この地下研究所に関してだが、やはり何かしらの生物実験が行われていた可能性が濃厚となってきている。そして、地上で島民の人達がそうなっているように、地下にいる人間も同じ暴徒となっていることだ。まずはこれを大前提に行動すること、間違っても生存者かどうか判断できるまでは近づくことだけはしてはならないことを肝に銘じてくれ。
あと、先ほどの巨大クモについてだが……」
全員が息を呑んで父の言葉を聞いていた。
先ほどの巨大クモは明らかにイレギュラーな現象である。
この地球上に、あれほどの大きさのクモがいれば、間違いなく人類も根絶やしにしようとするぐらい、脅威に感じられた。

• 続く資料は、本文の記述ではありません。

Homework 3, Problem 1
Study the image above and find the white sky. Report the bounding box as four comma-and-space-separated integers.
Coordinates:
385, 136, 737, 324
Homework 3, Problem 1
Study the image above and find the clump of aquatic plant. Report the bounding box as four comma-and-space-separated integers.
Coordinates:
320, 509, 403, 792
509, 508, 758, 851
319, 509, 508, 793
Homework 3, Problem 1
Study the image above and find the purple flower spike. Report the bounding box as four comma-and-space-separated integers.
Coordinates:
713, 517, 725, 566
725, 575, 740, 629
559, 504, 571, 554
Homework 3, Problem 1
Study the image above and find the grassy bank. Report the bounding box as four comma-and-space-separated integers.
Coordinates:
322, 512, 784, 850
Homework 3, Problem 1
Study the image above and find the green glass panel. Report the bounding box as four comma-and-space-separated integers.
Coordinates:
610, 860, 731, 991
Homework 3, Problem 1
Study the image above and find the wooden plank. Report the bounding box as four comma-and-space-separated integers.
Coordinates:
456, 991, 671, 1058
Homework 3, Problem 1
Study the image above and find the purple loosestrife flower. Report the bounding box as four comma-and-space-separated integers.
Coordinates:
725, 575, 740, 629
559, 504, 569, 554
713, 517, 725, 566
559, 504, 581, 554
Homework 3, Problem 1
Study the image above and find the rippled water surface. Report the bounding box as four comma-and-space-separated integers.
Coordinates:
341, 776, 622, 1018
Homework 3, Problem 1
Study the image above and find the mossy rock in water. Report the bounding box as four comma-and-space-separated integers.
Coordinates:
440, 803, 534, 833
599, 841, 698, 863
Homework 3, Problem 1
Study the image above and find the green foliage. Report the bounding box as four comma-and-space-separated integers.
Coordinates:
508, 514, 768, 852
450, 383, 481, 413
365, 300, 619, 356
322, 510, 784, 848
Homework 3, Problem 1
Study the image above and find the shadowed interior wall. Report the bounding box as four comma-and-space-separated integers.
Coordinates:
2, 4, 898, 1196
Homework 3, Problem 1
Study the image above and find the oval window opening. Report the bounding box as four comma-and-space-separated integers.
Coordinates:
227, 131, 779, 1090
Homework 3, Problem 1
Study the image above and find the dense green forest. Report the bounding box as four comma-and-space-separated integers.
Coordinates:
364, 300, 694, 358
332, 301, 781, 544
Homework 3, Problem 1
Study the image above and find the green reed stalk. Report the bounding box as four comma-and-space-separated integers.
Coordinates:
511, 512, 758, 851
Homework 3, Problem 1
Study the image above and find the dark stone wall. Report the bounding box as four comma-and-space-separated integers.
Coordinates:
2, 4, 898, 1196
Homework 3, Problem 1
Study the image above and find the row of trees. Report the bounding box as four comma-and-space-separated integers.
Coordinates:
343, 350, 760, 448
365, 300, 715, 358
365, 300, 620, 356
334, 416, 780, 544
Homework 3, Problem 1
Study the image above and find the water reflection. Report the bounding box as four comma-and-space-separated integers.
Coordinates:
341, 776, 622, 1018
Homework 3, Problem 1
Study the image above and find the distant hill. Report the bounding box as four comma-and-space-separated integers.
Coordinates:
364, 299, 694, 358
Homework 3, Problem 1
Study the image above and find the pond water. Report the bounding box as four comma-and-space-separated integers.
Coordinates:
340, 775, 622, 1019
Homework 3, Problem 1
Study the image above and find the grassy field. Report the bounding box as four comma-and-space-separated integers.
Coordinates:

「何があってあんな生物がいるのかまでは分からない。が、ここから脱出する際にも通らなければならない部屋であることには変わりはない。
この先、同じような生物に出くわすこともありうるからな。
全員、それを頭に入れて行動してくれ」
「「「了解」」」
隊員達が声を揃えて返事をした。
修二も、心に秘めるように気を引き締めた。
ここは、想像していたよりも危険な場所であることを改めて認識できた。
何が起きるかは分からない。
ただ、危険な状況に陥るのであれば、腰に掛けた拳銃を使うことを躊躇しないよう、覚悟しなければならない。
そう考えながら、修二は父達の後ろをついていく。